The Essential Role of Clean Data in Unleashing the Power of AI

In today’s fast paced, data-centric world, it’s not uncommon to prioritize immediate growth over building slower-moving, foundational elements. But, when it comes to embracing artificial intelligence (AI), the relentless pursuit of achieving key performance indicators can set organizations up for short-term gains, but sometimes, long-term losses. As we delve into this new AI era, the results of years of forgoing building clean, consolidated data sets due to budget constraints and resource limitations may begin to catch up with businesses.

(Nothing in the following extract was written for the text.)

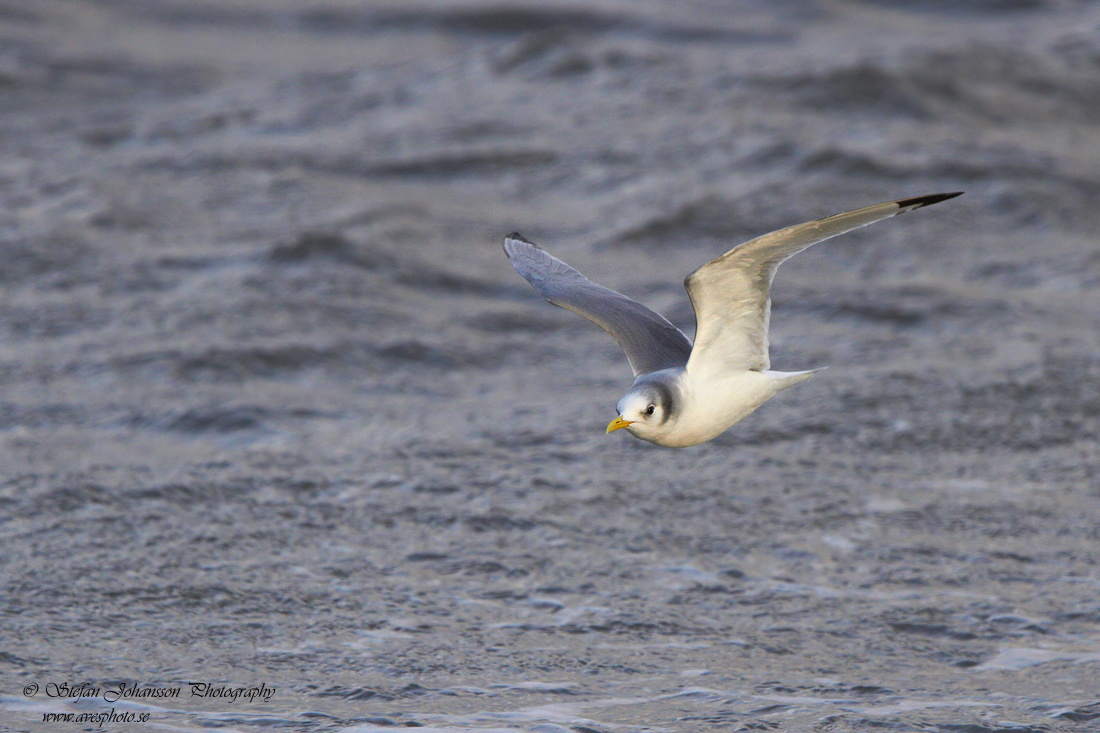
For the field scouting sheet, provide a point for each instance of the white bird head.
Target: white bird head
(645, 409)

Large language models (LLMs) are only as successful as their data is clean. Centralized data observability platform Telmai recently launched an experiment to further understand this. The results demonstrated that as the noise level in a dataset increases, there is a gradual decrease in precision and accuracy, proving the impact of data quality on model performance. The experiment resulted in a drop from 89% to 72% in the quality of predictions with the noise in the training data. LLMs require much smaller training datasets to achieve certain quality when using high-quality data for fine-tuning. This results in reduced costs and time for development.

The Power of Pristine Data

As more businesses integrate AI, the significance of data hygiene becomes even more pronounced. Central to AI applications, LLMs use large data sets to understand, summarize and generate new content, increasing the value and impact of the data.

Organizations face potential risks when proceeding with AI applications despite forgoing a steady data foundation. While these applications offer more users access to data-driven insights – and more opportunities to take action on this data – plowing ahead on shaky data quality can lead to inaccurate outcomes. It’s best to equip users with a robust analysis conducted on a firm, clean, data foundation.

Organizations can ensure their data is clean by establishing a single source of truth versus several tables with similar data and slight discrepancies. When there’s disagreement on the source of truth, there are likely valid assertions that some aspects of each source are more reliable than others. This could be a matter of applied business rules as well as data quality management.

LLMs afford more flexibility in understanding and interpreting user questions, compared to needing to know exact field names or values in traditional querying and programming. However, these technologies are finding the best matches between imprecise user questions to available data and analyses. When you have a crisp, clean data foundation to map to, the technology is more likely to identify and present helpful analysis. Spotty, unreliable data dilutes insights and increases the probability of inaccurate or weak conclusions. When outliers occur in the data, they can come from true changes in performance or poor data quality. If you trust your data, you don’t need to spend as much time investigating potential data inaccuracies; you can dive straight into action with confidence when you trust that the insights accurately represent realities in business.

Cleaner Data, Smarter Decisions

When an organization collects any data, it should define its intended purpose and enforce data quality standards throughout its retention and analysis. Still, it’s worthwhile to clean or repair your data to enhance downstream analysis when data quality issues are identified.

Data cleaning is one of the most important steps to ensure data is primed for analysis. The process involves eliminating irrelevant data; this can include removing duplicate observations, fixing formatting  errors, modifying incorrect data and handling missing data. Data cleaning is not solely erasing data, but finding ways to maximize its accuracy.

The first step in creating cleaner data is to determine the use case. Different organizations have different needs and goals. Some teams may be interested in predicting trends, while others may be focused on sustained growth and identifying anomalies. Once the use case is determined, data teams can begin assessing the kind of data needed to perform the analysis and fix structural errors and duplicates to create a consistent data set.

Data priority matrices can help prioritize which errors to address first and the level of difficulty. Each data issue can be rated on a scale of one to five, with one being the least severe and five being the most. Fixing easy-to-change errors first can make a notable difference without spending a lot of time or resources. It’s also helpful to define “good enough” and not expend too many resources pursuing perfection with diminishing returns. Sometimes, a model can be about as robust with 98% data completeness vs 99.99% completeness. It’s good to weigh the effort holistically among data engineers, data scientists and business users on whether the effort is best spent on the last stretch of data versus moving on to another dataset or feature.

It’s important to keep in mind the consequences of acting on incorrect or incomplete data in each field. Some attributes may be a key detail for the use case, such as the channel through which a customer is engaging. Other attributes may be valid, but relatively insignificant indicators like the version of a web browser through which a customer is engaging.